Holiday News
Most holiday shopping is online this year for good reason. Ghostwolf Gallery is allowed to be open at 25% capacity (about 5 people)—but Amy, leader of the pack, has wisely left it up to each artist’s discretion.
I have decided to be at Ghostwolf Gallery at 2043 South Plaza St NW on the next two Sundays, December 13 and 20, between Noon and 4pm for last minute holiday shopping. If you are out and about, come say hello and wear your mask! We’ve got plenty of gift items from $5 on up.
12×12 Fundraising Exhibition
at Harwood Art Center
The Store is Open!
Click HERE to shop online and support the Harwood Art Center!
Left: 2020 Donation to Harwood’s 12×12 fundraiser:
Hexagram 50: The Cauldron
Ghostwolf Gallery News
Thanks for voting for us for the top 5 “Best of City” galleries in Albuquerque, The Magazine! We appreciate your continued support throughout this difficult year.
Ghostwolf Gallery is moving to the Patio Market by the beginning of 2021! Amy Ditto, her husband Stef, and many of the artists have been renovating our new space. Special thanks to all, especially since I have been sidelined due to a systemic reaction from the October fires, which is just beginning to calm down—as a result my doc has recommended that I stay away from dust and fumes. We are looking forward to being in the mainstream of Old Town traffic. More details to come.

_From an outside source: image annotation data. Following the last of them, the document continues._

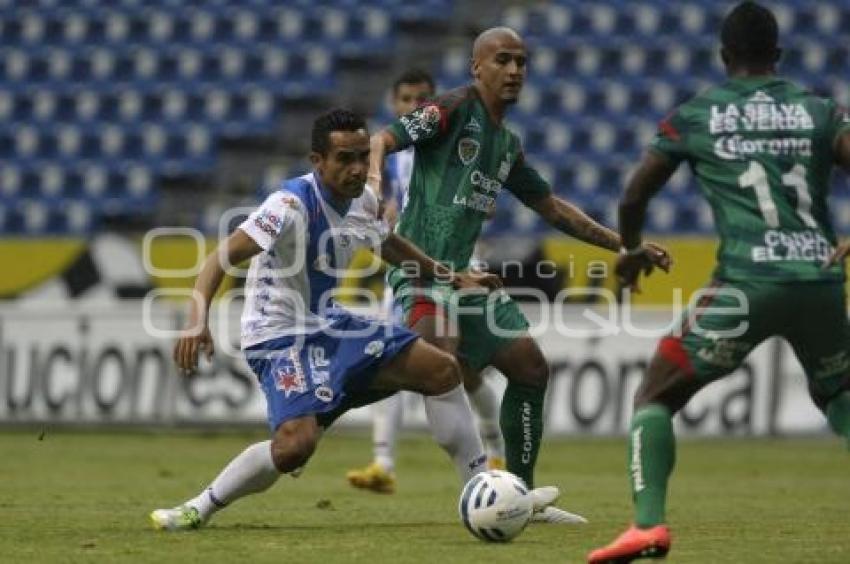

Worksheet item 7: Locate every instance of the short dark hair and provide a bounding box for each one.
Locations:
[310,108,367,155]
[720,2,779,65]
[393,69,436,94]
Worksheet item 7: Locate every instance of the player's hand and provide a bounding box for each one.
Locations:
[382,200,398,230]
[452,270,504,290]
[174,324,215,376]
[821,241,850,270]
[614,243,673,294]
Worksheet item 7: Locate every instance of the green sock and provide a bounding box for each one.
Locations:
[499,382,546,488]
[628,404,676,529]
[826,392,850,450]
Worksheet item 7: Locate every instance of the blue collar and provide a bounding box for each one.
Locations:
[313,172,351,217]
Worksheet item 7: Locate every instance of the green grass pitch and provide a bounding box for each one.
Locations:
[0,429,850,564]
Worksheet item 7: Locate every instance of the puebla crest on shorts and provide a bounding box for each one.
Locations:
[457,137,481,165]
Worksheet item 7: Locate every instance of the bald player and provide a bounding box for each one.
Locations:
[369,27,669,523]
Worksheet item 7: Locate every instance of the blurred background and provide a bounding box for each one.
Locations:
[0,0,850,432]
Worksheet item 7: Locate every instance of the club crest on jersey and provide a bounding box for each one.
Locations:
[313,385,334,403]
[274,368,307,397]
[363,341,384,358]
[457,137,481,165]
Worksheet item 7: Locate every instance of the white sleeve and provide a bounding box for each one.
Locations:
[239,192,306,251]
[348,185,390,250]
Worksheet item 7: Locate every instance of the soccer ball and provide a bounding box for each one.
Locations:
[458,470,534,542]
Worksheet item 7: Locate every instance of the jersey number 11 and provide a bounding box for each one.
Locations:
[738,161,818,229]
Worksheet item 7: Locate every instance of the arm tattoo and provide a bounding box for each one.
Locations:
[550,201,620,252]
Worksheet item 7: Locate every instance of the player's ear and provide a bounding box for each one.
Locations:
[310,151,325,169]
[720,47,729,67]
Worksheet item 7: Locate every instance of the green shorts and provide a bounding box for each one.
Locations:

Postcards to America Series continues
Nashville TN: Black and Proud
Mixed media on paper
26 x 40 inches
© Denise Weaver Ross, 2020
This idea for this “postcard’ were sparked by Shawn Whitelow, an African American man from Tennessee, who had been following this series on Instagram. He contacted me and sent me a red-lined map of Nashville and he is the man in the military uniform in the center. Although you can no longer make out the details from the map, it forms the underlying texture and you the Cumberland River winding through Nashville.
When I thought of Nashville, I thought about music and how the roots of American music (Americana, Country, Rock and Roll, Jazz, Blues, Soul, you name it) was influenced by the music enslaved people brought with them from Africa. So I wanted to celebrate the African Americans who spent at least some of their musical life in Nashville including Ray Charles, Little Richard and Jimi Hendrix. In 1962, Hendrix, along with his army friend Billy Cox, formed the band, The King Kasuals, which was the house band at the Club Del Morocco on Nashville’s Jefferson Street.
I also included the Jubilee Singers, students from Fisk University, who date back to 1871 and were instrumental in preserving the American musical tradition known today as the Negro spirituals. In the late 19th century, they broke racial barriers in the US and abroad and entertained Kings and Queens in Europe and Fish students have continued the tradition to the present day.
Surrounding them all are the flames of slavery, civil war and racism out of which much of our American music has risen and still arises.